Bug 1058737

Summary: Restart HA VMs when power management reports host is in powered off state
Product: [Retired] oVirt Reporter: Andrew Lau <andrew>
Component: ovirt-engine-coreAssignee: Eli Mesika <emesika>
Status: CLOSED CURRENTRELEASE QA Contact: sefi litmanovich <slitmano>
Severity: high Docs Contact:
Priority: unspecified    
Version: unspecifiedCC: emesika, gklein, iheim, josh, oourfali, rbalakri, s.kieske, yeylon
Target Milestone: ---   
Target Release: 3.5.0   
Hardware: Unspecified   
OS: Unspecified   
Whiteboard: infra
Fixed In Version: ovirt-3.5.0-alpha2 Doc Type: Bug Fix
Doc Text:
Story Points: ---
Clone Of: Environment:
Last Closed: 2014-10-17 12:20:39 UTC Type: Bug
Regression: --- Mount Type: ---
Documentation: --- CRM:
Verified Versions: Category: ---
oVirt Team: Infra RHEL 7.3 requirements from Atomic Host:
Cloudforms Team: --- Target Upstream Version:
Embargoed:

Description Andrew Lau 2014-01-28 13:09:15 UTC
Description of problem:
Based on recent discussion on the mailing list:

[Users] two node ovirt cluster with HA

An [RFE] in regards to reduce the strictness in power fencing and VM High Availability has been proposed. 

I see two scenarios:

* Power Management sees that the host is defined as OFF then:
1) The non-responsive treatment should be modified to check Host status via PM agent
2) If Host is off , HA VMs will attempt to run on another host ASAP
3) The host status should be set to DOWN
4) No attempt to restart vdsm (soft fencing) or restart the host (hard fencing) will be done

My second scenario is quite risky and probably not ideal:

* If Power Management device and Host become unreachable and the storage is on a shared storage (still accessible by the engine)
1) If the above criteria are met and the disk images which the VM uses have not been accessed or written to within X timeout we can assume that the VM is no longer running.
2) We can then remove the old sanlock release and bring the VMs up on a new host?
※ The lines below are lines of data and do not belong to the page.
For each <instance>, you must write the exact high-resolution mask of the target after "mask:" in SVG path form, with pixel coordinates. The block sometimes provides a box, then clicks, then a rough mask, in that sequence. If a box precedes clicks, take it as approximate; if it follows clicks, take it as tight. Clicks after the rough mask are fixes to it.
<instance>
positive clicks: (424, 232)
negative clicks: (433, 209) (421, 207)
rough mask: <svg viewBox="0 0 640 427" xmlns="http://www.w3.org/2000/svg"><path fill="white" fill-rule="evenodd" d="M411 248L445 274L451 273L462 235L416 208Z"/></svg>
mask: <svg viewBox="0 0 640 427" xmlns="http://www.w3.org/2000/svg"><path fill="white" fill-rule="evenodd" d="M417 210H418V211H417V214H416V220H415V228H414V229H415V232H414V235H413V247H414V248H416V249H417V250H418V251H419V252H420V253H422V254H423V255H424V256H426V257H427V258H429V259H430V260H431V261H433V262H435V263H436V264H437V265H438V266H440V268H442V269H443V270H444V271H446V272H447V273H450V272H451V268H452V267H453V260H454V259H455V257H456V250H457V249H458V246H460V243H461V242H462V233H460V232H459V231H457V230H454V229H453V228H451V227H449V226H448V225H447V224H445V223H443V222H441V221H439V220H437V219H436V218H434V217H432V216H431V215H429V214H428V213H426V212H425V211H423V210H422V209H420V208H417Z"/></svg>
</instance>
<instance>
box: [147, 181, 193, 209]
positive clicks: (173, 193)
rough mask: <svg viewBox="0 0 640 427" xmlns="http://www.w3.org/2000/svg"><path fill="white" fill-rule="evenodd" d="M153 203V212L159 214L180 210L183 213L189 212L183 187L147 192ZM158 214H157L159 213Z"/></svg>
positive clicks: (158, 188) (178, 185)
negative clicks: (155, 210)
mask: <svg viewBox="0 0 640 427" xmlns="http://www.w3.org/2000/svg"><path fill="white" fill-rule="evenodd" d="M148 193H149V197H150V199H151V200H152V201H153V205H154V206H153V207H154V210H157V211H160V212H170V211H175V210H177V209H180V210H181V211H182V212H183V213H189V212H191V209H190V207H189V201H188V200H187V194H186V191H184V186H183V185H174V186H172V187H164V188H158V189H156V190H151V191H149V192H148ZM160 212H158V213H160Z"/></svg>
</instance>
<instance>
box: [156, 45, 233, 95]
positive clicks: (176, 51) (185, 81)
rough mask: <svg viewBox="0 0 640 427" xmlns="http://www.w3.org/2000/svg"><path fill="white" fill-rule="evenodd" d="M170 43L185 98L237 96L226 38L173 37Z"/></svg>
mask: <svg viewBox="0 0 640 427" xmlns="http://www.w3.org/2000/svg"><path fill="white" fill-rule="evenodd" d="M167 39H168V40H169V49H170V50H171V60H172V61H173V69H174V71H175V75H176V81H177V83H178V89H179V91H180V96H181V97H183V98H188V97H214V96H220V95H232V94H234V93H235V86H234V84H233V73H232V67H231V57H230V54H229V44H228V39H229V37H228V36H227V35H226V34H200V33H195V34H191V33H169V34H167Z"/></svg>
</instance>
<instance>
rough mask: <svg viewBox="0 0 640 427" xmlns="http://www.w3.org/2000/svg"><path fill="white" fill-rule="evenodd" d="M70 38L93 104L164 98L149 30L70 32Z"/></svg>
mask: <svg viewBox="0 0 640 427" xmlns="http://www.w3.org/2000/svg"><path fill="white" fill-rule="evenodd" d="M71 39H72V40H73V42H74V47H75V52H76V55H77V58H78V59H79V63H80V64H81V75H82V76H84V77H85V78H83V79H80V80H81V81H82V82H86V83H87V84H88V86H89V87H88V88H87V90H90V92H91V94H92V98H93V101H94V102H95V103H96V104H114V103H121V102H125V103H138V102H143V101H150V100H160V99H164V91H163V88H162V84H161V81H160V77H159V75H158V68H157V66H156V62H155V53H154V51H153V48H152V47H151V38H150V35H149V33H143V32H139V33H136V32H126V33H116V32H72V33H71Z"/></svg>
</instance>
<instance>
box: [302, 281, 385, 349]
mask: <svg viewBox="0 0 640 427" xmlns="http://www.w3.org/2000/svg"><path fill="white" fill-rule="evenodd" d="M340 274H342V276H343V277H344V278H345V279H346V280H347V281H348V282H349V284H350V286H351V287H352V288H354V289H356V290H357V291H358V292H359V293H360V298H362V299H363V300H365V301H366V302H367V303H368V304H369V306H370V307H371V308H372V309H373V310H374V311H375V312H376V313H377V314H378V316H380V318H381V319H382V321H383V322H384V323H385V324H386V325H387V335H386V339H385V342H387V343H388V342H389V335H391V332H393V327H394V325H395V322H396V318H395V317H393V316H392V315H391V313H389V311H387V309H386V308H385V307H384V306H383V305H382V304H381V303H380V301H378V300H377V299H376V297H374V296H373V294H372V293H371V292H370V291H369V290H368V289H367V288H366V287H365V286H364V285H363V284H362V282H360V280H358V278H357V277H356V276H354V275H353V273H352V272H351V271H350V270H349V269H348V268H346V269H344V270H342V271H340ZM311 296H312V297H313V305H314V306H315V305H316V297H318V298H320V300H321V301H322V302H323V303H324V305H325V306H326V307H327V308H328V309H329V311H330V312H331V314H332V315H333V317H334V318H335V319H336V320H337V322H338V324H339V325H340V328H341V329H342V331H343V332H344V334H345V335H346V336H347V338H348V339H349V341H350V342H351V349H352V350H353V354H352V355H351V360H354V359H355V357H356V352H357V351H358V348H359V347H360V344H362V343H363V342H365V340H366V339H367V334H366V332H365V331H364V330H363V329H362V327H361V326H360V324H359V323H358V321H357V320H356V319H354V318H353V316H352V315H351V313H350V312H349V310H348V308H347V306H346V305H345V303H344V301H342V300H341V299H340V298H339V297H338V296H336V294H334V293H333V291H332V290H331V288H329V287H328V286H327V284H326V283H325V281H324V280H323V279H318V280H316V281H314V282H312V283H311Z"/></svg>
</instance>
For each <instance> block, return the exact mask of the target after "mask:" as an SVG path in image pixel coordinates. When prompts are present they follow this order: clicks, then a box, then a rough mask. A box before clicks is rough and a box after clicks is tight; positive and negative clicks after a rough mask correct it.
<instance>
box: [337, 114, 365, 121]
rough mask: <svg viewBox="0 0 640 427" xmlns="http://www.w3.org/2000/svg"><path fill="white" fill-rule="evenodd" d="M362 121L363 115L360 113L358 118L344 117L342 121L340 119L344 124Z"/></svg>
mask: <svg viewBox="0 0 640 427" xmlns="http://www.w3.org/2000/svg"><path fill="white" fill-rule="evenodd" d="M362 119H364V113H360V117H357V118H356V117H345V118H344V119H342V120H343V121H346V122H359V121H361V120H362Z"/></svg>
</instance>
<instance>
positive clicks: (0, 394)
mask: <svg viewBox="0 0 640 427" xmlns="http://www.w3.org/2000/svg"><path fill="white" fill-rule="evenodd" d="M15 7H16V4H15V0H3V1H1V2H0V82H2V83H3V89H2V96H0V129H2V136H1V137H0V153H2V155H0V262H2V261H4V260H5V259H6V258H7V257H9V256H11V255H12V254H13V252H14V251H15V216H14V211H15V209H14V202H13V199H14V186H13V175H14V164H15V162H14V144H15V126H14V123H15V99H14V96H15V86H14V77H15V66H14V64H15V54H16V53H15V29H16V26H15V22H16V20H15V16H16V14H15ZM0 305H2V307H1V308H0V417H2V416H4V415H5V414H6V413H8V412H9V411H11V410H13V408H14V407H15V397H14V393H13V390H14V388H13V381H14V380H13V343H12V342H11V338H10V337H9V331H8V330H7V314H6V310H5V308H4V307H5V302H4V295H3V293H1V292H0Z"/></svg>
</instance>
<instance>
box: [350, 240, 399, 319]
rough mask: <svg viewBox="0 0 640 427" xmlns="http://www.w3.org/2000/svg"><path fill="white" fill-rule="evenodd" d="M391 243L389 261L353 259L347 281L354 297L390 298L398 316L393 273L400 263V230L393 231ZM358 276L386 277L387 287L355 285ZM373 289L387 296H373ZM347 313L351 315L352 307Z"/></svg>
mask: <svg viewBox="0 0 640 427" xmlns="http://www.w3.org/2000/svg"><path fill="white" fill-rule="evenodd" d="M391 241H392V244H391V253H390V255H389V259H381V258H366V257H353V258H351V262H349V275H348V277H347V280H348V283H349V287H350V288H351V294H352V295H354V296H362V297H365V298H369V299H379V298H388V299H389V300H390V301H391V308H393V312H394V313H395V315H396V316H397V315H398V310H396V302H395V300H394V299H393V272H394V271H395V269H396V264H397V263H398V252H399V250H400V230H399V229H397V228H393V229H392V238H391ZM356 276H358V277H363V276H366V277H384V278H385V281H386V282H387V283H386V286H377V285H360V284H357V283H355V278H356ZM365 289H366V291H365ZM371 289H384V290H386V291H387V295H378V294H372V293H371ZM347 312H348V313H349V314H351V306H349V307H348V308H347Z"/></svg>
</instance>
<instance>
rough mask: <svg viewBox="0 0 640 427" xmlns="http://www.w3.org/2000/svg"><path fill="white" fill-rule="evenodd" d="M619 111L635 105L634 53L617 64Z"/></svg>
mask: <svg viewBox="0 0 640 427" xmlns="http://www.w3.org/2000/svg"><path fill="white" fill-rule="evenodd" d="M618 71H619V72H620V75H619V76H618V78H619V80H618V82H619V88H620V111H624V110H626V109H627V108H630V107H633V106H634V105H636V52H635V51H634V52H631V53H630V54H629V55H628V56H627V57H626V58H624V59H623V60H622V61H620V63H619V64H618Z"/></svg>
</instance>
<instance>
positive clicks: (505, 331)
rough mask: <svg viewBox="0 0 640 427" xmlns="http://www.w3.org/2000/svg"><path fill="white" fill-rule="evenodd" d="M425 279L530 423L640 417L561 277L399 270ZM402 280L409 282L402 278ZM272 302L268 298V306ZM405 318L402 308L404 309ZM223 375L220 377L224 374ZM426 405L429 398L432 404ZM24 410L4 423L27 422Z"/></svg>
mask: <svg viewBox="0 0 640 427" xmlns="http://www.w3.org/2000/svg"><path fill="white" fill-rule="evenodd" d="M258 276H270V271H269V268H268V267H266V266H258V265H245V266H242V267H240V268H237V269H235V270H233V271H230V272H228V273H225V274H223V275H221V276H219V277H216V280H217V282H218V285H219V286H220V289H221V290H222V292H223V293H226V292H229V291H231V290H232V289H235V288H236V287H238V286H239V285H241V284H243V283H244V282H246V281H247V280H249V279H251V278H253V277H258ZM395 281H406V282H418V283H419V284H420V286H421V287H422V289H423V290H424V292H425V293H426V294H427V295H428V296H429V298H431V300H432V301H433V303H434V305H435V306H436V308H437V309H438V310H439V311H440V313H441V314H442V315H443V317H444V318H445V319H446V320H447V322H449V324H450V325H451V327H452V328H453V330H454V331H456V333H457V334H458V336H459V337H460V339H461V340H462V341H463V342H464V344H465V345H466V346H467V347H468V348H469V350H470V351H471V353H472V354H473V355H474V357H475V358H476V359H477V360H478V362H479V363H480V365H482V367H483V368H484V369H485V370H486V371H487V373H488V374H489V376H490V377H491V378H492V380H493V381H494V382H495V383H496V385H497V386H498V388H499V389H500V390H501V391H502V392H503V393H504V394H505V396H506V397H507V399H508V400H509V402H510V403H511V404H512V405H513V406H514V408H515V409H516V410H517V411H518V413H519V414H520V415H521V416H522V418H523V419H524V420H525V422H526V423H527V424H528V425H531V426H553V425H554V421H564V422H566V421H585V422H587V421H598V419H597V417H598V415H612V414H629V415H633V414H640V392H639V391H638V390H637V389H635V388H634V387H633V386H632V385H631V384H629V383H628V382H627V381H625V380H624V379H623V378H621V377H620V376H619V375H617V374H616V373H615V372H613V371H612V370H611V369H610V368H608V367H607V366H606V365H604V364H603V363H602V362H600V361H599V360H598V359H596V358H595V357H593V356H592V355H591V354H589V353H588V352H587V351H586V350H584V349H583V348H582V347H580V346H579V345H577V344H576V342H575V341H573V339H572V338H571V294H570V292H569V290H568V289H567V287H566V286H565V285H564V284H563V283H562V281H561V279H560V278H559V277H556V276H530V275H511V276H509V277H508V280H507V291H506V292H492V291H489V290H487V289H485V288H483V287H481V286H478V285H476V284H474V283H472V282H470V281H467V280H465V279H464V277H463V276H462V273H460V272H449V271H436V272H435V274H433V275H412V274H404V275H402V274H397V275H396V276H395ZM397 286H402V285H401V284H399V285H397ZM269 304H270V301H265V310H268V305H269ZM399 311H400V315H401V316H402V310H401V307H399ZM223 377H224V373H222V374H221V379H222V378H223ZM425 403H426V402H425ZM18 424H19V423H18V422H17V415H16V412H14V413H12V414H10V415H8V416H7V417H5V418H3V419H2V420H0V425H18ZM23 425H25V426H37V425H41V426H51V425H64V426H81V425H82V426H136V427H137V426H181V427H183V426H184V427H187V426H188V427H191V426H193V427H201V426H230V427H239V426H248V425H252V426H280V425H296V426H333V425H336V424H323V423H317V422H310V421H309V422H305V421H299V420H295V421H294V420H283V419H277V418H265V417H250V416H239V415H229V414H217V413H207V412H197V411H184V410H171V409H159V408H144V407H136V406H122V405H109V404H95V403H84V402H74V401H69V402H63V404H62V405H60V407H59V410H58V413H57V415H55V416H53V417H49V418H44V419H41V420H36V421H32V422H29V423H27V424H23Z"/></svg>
I believe this second scenario is very risky and happens in rare cases. An example scenario would be a network split, however on top of a gluster backed storage this would lead to very bad split-brain data corruption.

Comment 1 Oved Ourfali 2014-06-29 08:55:06 UTC
This is a bug and not RFE, so setting it properly.

Comment 2 sefi litmanovich 2014-09-10 11:55:08 UTC
Verified with rhevm-3.5.0-0.10.master.el6ev.noarch.

test flow:

1) have 2 hosts (1 with pm configured) in cluster, connected to nfs storage domain - all up.
2) create HA vm running on host_with_pm.
3) connect to host_with_pm (via ssh or fence agent) and shut it down.
4) host state moves to connecting -> not_responsive_down.
5) in engine.log verified there was no SshSoftFencing task.
6) after grace period time host is rebooted (fence STATUS action gets off status, then START action is issued)
7) HA vm migrates successfully to second host.
8) host_with_pm moves to non-responsive and eventually up state.

Comment 3 Sandro Bonazzola 2014-10-17 12:20:39 UTC
oVirt 3.5 has been released and should include the fix for this issue.